If you want your PC to last longer go for a laptop cooler


----------



## WereBo (Apr 5, 2008)

Hi erniesliter :wave:

'Speedfan' isn't very accurate when used 'straight out the box', it needs a bit of calibrating first. You should find the temperatures listed in the BIOS (See the User-Manual to find which key to press, when booting up) but they're only the 'Idle' temps, when nothing is running.

A good (freeware) program to monitor your temperatures is 'HWMonitor' (*Link*), this will show the temperature of everything that has a heat-sensor fitted (usually CPU, graphics-chip, parts of the motherboard and hard-drives).

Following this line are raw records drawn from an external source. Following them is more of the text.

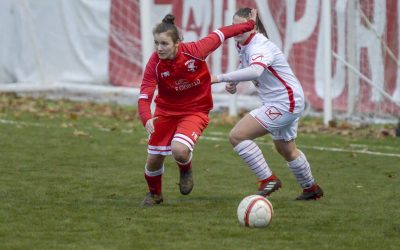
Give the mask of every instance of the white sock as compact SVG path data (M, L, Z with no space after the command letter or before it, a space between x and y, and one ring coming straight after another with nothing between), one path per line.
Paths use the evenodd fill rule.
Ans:
M271 169L257 144L251 140L240 142L234 150L246 162L251 171L258 177L259 180L267 179L272 175Z
M310 163L308 163L303 152L300 151L300 156L287 164L303 189L310 188L315 183Z

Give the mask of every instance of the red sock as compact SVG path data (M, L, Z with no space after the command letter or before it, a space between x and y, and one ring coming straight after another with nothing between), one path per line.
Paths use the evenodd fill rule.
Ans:
M178 167L179 167L180 171L188 171L189 169L192 168L192 160L190 160L186 164L182 164L182 163L179 163L179 162L176 162L176 164L178 164Z
M157 176L148 176L145 173L144 178L147 181L147 186L149 186L150 193L157 195L161 194L162 174Z

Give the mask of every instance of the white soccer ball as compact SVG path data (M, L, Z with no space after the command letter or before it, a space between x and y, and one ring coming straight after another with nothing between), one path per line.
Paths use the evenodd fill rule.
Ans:
M246 227L266 227L271 223L274 209L261 195L246 196L237 208L239 223Z

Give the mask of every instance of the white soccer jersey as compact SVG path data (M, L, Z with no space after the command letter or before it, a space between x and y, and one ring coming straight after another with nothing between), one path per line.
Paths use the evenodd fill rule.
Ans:
M221 81L252 80L263 104L292 113L304 110L304 92L282 51L262 34L237 45L241 70L218 76Z

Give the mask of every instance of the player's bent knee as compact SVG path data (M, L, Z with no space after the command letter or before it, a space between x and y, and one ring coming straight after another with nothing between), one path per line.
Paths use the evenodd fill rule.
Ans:
M190 150L187 147L173 147L172 156L174 157L175 161L186 162L189 160Z
M232 144L232 146L235 147L243 140L244 138L242 138L240 134L237 133L235 130L231 130L231 132L229 133L229 142Z

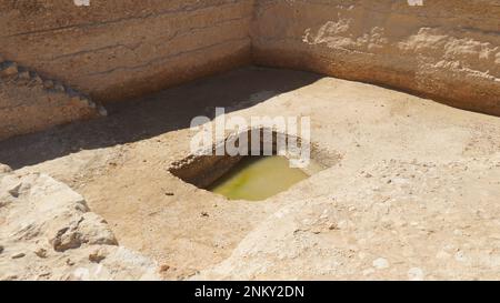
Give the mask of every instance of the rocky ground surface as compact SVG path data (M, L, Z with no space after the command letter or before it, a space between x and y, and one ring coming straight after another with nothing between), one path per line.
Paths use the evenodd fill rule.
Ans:
M2 277L44 274L44 259L34 253L42 244L60 272L47 279L66 279L68 257L106 267L124 250L111 245L114 233L120 245L157 262L162 279L498 279L499 118L374 85L258 68L140 101L110 109L108 118L0 143L0 162L16 170L2 186L12 175L48 182L49 174L109 223L87 208L73 210L84 205L79 195L70 195L70 211L58 206L60 199L44 204L31 192L20 194L30 198L27 206L0 209L8 222ZM168 168L189 154L190 120L213 115L216 105L244 118L309 115L312 140L338 161L262 202L230 202L183 183ZM61 212L57 220L34 215L47 205ZM29 218L42 222L37 232L16 228ZM68 248L73 238L79 249ZM57 251L60 245L67 250ZM110 250L100 263L98 248ZM142 276L152 264L143 262L143 271L122 265L110 275Z
M0 281L154 280L83 198L47 174L0 166Z

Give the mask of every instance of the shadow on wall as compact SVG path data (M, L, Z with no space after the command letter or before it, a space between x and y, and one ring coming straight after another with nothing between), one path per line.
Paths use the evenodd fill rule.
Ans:
M157 94L109 108L106 119L76 122L0 142L0 163L20 169L80 150L149 139L187 129L197 115L214 117L250 108L276 94L311 84L321 75L278 69L244 68L198 80Z

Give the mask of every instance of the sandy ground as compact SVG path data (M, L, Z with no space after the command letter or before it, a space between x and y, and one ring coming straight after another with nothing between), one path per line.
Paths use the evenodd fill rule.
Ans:
M140 102L140 103L138 103ZM229 202L168 166L214 107L310 115L332 168ZM0 143L0 163L81 193L166 279L498 279L500 119L379 87L247 68Z

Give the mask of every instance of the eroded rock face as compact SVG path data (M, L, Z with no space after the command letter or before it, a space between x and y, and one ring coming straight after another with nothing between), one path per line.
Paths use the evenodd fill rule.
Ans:
M118 246L83 198L46 174L0 166L0 280L154 280L156 264Z
M254 16L259 64L391 85L500 114L498 0L260 0Z

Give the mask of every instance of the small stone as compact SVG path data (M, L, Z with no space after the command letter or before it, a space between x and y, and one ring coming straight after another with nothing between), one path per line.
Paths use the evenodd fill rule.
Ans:
M93 253L89 254L89 260L93 263L100 263L104 259L106 255L100 250L97 250Z
M38 250L34 252L34 254L36 254L38 257L46 259L46 257L47 257L47 250L46 250L46 249L38 249Z
M408 271L408 279L410 281L422 281L424 277L423 271L419 267L412 267Z
M24 256L26 256L26 253L18 253L18 254L12 255L12 259L21 259Z
M167 264L163 264L163 265L160 266L160 272L161 272L161 273L168 272L169 270L170 270L170 266L167 265Z
M53 81L52 80L43 81L43 87L48 90L53 89Z
M59 92L66 92L64 85L62 85L62 84L59 83L59 82L56 82L56 83L53 84L53 89L57 90L57 91L59 91Z
M389 261L387 261L387 259L379 257L373 261L373 267L376 267L377 270L389 269Z
M0 75L9 77L18 73L18 64L12 61L4 61L0 64Z

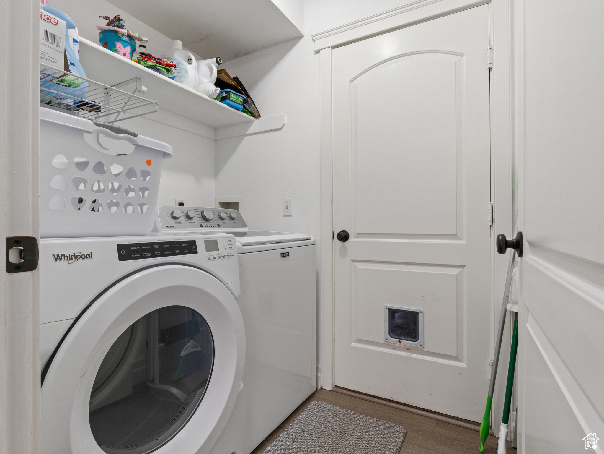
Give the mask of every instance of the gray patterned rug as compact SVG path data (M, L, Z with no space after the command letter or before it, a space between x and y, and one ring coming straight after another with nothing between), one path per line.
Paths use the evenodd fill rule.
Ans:
M407 431L315 400L263 454L399 454Z

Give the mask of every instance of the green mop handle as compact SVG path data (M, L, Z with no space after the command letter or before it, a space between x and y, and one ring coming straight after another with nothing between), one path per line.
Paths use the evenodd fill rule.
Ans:
M495 392L495 380L497 377L497 366L499 365L499 354L501 351L501 339L503 337L503 328L506 325L506 315L507 312L507 300L510 296L510 288L512 287L512 271L514 267L514 259L516 258L516 251L512 250L510 254L510 264L507 267L507 277L506 278L506 288L503 291L503 302L501 303L501 314L499 317L499 331L497 331L497 342L495 346L495 355L493 358L493 368L491 369L491 379L489 383L489 394L487 395L487 404L484 408L484 416L480 423L480 446L479 449L482 452L484 449L484 442L489 436L490 429L490 407L493 400L493 394Z
M510 366L507 369L507 385L506 386L506 401L503 406L501 422L507 424L510 419L510 406L512 404L512 388L514 385L514 369L516 368L516 352L518 349L518 313L514 317L514 331L512 335L512 351L510 352Z

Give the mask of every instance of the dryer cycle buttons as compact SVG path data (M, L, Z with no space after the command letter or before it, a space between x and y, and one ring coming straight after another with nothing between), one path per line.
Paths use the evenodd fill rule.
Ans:
M120 262L142 259L173 257L196 254L197 242L157 241L148 243L129 243L117 245L117 256Z
M214 255L208 255L205 258L205 259L208 262L211 262L214 260L225 260L225 259L233 259L234 258L234 254L215 254Z

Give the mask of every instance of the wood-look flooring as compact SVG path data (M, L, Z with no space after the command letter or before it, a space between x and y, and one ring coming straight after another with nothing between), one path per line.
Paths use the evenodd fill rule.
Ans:
M252 454L263 452L313 400L321 400L402 426L407 430L407 435L400 454L480 454L480 435L478 432L326 389L318 389L310 395ZM496 447L497 438L489 435L485 443L485 454L493 454ZM516 454L516 450L509 441L507 452Z

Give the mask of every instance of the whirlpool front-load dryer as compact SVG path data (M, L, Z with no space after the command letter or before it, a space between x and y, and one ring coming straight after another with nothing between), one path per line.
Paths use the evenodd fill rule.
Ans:
M235 210L160 207L155 224L164 235L223 232L235 236L246 355L234 413L240 417L243 454L249 454L315 389L315 240L249 230Z
M225 433L245 355L234 248L220 233L40 240L44 454L242 452Z

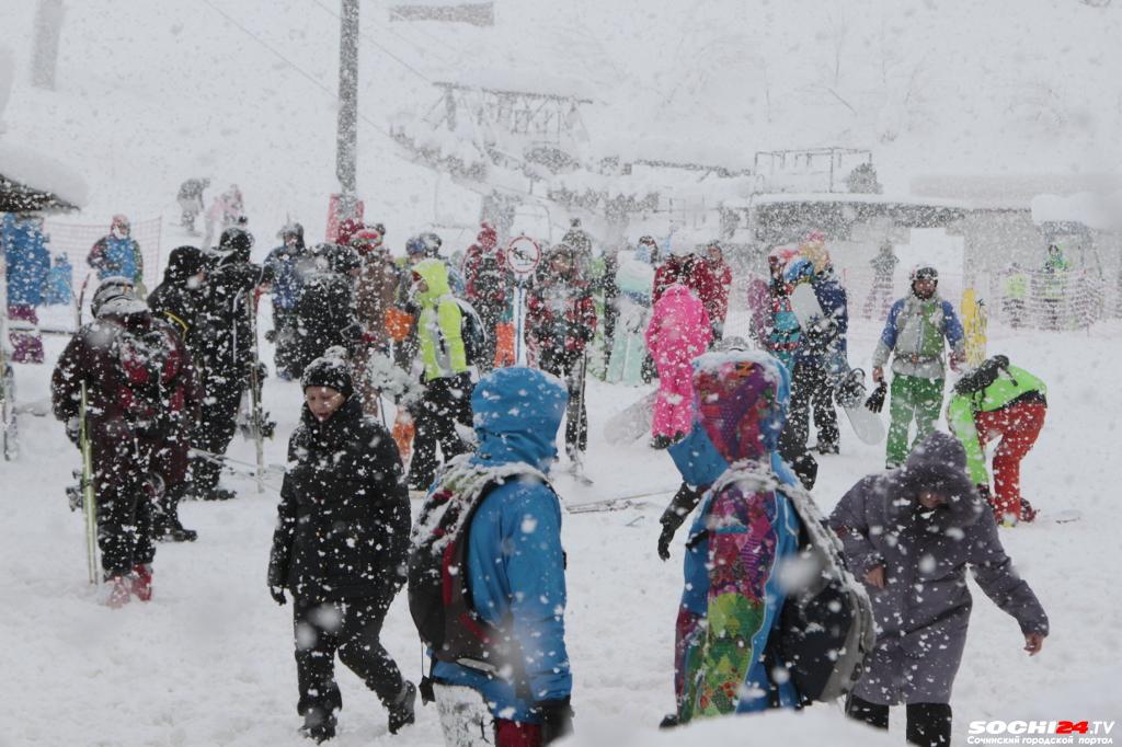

If you want to calibrate 'Speedfan', note the various temperatures on a bit of paper with Windows idle, then in 'Speedfan' click the 'Configure' button, on the next dialogue-box select the 'Advanced' tab along the top, select the chip to adjust from the drop-down list then select the entry in the box just below it. A display-bar appears along the bottom which is used to 'offset' the temperature reading (Up for negative offset, down for positive offset), use that to adjust the temperature so it's the same as what you noted from HWMonitor - You'll need to adjust each chip listed for total accuracy.

Having said that, laptops aren't really suitable for 'intensive' gaming, games usually max out the graphics-processor and the laptop can't dissipate the heat fast enough, unless you lower a lot of the graphics-detail within the game-options.

Laptop-coolers can help a lot, but try and select one that has the fan in the same area as the air-inlet on the bottom of the laptop, otherwise you'll end up with a hot laptop with a cool patch of plastic underneath :laugh: - Also, the laptop 'feet' tend to be a bit short, so raising the laptop up a bit can allow easier air-circulation under there, 1/4"-1/2" is adequate (Some plastic bottle-tops and a lump of 'Blu-Tack' is ideal :wink.


----------



## Tyree (May 10, 2009)

Laptop coolers can be effective but look for one as described by WereBo.
Speedfan is for fans and rarely renders accurate temp readings. The Bios is commonly the most accurate and HWMonitor is good for monitoring.
Laptops are deigned intended for convenience and , regardless of the advertisements, not gaming.


----------